Burning the midnight oil

It's midnight. Marinda has taken over my side of our bed, because she wasn't feeling well. I'm not feeling too great myself. My head is just spinning with all kinds of thoughts and questions and insecurities and fears and anxieties. So I thought I'd get out of bed and see if writing would help.
Today I realized that what's really getting to me right now is the total insecurity of where we are going to. I can handle a lot of shit, to put it bluntly. Like having a son with hemofilia who is also going bald, like having a husband who has been sick a lot of the years of our marriage, like having to struggle to make a marriage work, like having a real hard time knowing how to raise my kids, like having my son operated on 4 times, like 8 years of sleepless nights, like combining college, moving and a new job all within two months, like dealing with depression and so forth and so on. But somehow this seems to be defeating me. I think it's because I have no perspective. Herman knows what he's looking forward to, his dream job! I have no idea what the future is going to bring. No house, no job, no schools for the kids as of yet, no clue as to what I am going to be doing and a strong feeing of financial insecurity. And that is pretty much driving me insane. I can deal with things as long as I have a grip on them. But I have no grip on our current situation which means my stress levels are sky high. And I can't help but worry and wonder and WAIT, and I hate that!
I feel fine as long as I can DO something. But now I feel like all the things that I want to get done are on hold until we at least know where we're going to live. And I have no idea how to deal with this feeling of powerlessness.
Suggestions anyone?

1 reacties:

Anonymous said...

Marit! This all sounds so familiar, the emotions you are going through. As it was exactly what I was feeling the first 2 months of Moroto. All I can say is slowly the pieces of the puzzle will fall into their place. You will rediscover your strength in coping as I can reassure you it hasn´t all of a sudden abandoned you!
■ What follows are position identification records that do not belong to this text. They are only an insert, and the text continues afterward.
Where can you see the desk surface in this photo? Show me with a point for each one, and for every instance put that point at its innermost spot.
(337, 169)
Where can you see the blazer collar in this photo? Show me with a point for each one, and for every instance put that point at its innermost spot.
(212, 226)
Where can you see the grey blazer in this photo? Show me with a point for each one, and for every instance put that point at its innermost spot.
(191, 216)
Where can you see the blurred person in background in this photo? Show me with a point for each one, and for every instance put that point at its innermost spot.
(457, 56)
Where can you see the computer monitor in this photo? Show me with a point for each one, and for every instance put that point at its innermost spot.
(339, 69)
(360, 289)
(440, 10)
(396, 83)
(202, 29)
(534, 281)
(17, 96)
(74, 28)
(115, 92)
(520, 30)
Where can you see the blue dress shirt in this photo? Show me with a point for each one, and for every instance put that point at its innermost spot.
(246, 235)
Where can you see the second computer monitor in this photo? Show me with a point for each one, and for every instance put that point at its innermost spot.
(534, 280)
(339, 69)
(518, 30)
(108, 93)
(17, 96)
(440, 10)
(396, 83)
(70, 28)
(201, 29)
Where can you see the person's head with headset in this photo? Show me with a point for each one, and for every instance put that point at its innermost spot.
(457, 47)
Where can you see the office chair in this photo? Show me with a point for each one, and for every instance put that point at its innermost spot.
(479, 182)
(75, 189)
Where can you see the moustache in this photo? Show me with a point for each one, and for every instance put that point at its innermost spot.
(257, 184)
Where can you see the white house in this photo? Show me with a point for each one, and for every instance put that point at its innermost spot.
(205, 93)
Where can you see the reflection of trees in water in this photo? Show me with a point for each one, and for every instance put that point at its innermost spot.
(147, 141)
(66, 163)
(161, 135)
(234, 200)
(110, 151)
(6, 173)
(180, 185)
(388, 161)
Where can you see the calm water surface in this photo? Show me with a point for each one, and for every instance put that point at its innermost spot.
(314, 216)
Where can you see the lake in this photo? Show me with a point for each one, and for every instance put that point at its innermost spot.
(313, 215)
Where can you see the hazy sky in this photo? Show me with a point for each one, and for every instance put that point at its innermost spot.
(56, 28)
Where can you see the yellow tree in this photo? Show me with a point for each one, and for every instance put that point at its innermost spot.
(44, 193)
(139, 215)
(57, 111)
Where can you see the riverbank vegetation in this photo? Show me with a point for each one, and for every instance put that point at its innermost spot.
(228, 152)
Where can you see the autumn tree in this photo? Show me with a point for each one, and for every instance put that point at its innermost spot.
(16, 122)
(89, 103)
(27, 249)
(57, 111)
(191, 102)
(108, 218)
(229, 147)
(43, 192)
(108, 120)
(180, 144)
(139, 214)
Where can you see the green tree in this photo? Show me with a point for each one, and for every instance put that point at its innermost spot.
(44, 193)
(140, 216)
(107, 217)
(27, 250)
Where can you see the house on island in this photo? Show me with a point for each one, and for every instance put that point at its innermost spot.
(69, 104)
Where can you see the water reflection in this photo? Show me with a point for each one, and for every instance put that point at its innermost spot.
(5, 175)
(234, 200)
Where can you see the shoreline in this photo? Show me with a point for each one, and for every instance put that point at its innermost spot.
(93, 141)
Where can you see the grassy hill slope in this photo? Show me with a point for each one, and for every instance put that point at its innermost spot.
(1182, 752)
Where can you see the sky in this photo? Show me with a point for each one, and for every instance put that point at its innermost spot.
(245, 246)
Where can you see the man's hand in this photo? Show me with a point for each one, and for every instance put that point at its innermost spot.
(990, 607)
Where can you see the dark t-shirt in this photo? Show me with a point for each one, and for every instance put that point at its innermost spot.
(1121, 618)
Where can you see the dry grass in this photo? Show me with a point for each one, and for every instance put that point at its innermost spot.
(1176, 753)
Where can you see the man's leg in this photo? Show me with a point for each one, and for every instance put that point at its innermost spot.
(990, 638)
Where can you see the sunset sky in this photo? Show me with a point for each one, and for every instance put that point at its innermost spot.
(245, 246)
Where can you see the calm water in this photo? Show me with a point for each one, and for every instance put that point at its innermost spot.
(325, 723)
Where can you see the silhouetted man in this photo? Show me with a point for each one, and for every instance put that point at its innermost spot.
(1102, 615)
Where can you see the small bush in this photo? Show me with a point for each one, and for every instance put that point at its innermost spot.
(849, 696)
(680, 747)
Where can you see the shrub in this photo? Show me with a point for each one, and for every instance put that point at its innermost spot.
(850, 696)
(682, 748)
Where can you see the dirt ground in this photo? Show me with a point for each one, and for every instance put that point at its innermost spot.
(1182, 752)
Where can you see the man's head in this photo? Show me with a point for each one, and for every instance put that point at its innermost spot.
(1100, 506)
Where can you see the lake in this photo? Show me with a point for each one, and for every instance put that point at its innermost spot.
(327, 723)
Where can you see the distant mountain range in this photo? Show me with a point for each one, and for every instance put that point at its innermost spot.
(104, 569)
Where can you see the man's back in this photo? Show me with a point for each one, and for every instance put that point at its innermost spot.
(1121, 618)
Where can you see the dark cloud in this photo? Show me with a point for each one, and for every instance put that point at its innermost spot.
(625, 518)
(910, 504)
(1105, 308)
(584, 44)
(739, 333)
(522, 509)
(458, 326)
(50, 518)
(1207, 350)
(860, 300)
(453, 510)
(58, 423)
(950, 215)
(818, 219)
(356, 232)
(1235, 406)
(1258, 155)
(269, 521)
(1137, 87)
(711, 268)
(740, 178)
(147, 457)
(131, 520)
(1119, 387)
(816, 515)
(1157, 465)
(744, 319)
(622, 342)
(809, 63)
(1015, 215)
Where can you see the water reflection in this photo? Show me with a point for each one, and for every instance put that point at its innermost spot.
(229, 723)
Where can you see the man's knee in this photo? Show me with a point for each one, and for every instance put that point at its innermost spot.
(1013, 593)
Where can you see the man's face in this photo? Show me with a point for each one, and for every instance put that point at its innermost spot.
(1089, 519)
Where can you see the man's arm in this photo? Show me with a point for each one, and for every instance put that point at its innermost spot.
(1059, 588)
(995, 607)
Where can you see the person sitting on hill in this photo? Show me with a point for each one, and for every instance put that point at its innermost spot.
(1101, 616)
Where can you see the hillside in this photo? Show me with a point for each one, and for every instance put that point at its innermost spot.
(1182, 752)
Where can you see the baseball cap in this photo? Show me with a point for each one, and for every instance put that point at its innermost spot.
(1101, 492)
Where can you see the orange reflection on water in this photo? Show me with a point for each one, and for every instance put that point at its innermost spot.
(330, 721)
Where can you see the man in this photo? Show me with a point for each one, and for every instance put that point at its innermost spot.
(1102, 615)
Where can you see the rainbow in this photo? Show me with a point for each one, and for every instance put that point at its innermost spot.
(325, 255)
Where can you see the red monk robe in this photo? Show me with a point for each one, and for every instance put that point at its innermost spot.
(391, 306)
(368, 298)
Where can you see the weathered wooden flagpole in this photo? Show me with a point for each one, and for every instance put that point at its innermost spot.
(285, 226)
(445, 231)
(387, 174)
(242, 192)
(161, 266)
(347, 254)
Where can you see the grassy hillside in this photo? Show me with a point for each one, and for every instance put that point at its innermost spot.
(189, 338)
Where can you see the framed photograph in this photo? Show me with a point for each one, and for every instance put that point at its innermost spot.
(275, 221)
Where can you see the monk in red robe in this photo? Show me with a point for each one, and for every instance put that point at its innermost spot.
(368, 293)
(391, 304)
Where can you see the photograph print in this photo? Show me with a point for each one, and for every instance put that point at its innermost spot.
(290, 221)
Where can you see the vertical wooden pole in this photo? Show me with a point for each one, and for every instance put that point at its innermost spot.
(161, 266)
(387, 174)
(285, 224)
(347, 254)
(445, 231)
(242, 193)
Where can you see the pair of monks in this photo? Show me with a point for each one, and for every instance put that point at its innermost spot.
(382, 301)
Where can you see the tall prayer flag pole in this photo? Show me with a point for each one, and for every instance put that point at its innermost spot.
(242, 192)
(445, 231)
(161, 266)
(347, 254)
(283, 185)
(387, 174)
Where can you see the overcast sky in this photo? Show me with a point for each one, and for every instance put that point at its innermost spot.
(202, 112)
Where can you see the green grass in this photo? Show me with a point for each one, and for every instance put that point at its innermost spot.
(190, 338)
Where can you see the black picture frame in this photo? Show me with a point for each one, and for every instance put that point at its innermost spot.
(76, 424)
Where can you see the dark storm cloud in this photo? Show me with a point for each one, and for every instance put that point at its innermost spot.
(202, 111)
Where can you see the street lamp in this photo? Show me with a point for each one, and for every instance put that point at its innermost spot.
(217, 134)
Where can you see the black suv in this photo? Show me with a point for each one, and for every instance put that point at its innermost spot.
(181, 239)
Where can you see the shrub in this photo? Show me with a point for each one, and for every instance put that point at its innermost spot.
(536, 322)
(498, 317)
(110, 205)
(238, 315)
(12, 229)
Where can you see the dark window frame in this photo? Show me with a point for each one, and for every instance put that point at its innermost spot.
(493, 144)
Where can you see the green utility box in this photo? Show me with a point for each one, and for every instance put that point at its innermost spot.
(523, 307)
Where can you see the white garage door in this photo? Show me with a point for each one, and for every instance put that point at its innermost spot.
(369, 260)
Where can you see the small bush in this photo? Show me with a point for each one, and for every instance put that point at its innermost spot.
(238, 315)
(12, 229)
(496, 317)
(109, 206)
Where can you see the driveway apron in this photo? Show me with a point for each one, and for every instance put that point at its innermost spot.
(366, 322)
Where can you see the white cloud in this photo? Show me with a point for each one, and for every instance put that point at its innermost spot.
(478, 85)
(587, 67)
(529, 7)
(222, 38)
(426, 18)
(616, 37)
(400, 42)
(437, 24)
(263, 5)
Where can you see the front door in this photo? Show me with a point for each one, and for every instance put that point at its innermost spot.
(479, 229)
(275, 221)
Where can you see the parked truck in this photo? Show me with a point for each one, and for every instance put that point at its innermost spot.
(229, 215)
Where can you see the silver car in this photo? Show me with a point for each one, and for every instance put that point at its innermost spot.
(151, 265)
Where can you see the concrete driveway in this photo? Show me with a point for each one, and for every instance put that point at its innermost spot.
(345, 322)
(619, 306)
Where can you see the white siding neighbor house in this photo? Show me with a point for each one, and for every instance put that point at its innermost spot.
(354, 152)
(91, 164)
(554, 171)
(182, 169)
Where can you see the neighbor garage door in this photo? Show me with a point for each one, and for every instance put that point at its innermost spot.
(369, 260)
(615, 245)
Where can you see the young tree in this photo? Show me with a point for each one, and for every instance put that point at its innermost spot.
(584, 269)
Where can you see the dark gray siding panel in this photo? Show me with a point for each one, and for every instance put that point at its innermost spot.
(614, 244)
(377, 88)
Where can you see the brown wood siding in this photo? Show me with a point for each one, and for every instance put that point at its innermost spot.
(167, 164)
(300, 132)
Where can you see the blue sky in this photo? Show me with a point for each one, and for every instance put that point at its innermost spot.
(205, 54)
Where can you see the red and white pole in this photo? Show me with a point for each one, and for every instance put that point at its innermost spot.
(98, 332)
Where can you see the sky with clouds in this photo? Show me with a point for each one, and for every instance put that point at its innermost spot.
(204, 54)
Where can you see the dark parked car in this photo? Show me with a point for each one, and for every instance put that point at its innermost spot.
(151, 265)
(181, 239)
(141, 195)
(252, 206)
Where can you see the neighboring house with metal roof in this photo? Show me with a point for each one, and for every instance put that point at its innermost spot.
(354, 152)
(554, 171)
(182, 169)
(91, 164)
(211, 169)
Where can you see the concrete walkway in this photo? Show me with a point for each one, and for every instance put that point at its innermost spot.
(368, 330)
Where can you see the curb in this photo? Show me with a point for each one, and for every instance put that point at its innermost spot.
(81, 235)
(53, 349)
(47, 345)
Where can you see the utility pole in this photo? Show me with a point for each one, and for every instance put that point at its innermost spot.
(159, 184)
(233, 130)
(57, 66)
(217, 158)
It´s all going to work out one way or other. I am not much good at advice but know that in all these emotions don´t loose sight of who you have become through all your trials and tribulations. A strong woman! Try not to loose sight of the big picture of where this adventure is going to take you as a family (new possibilities, new people, new dynamics, new challenges). And in all this don´t forget to take care of yourSELF as well!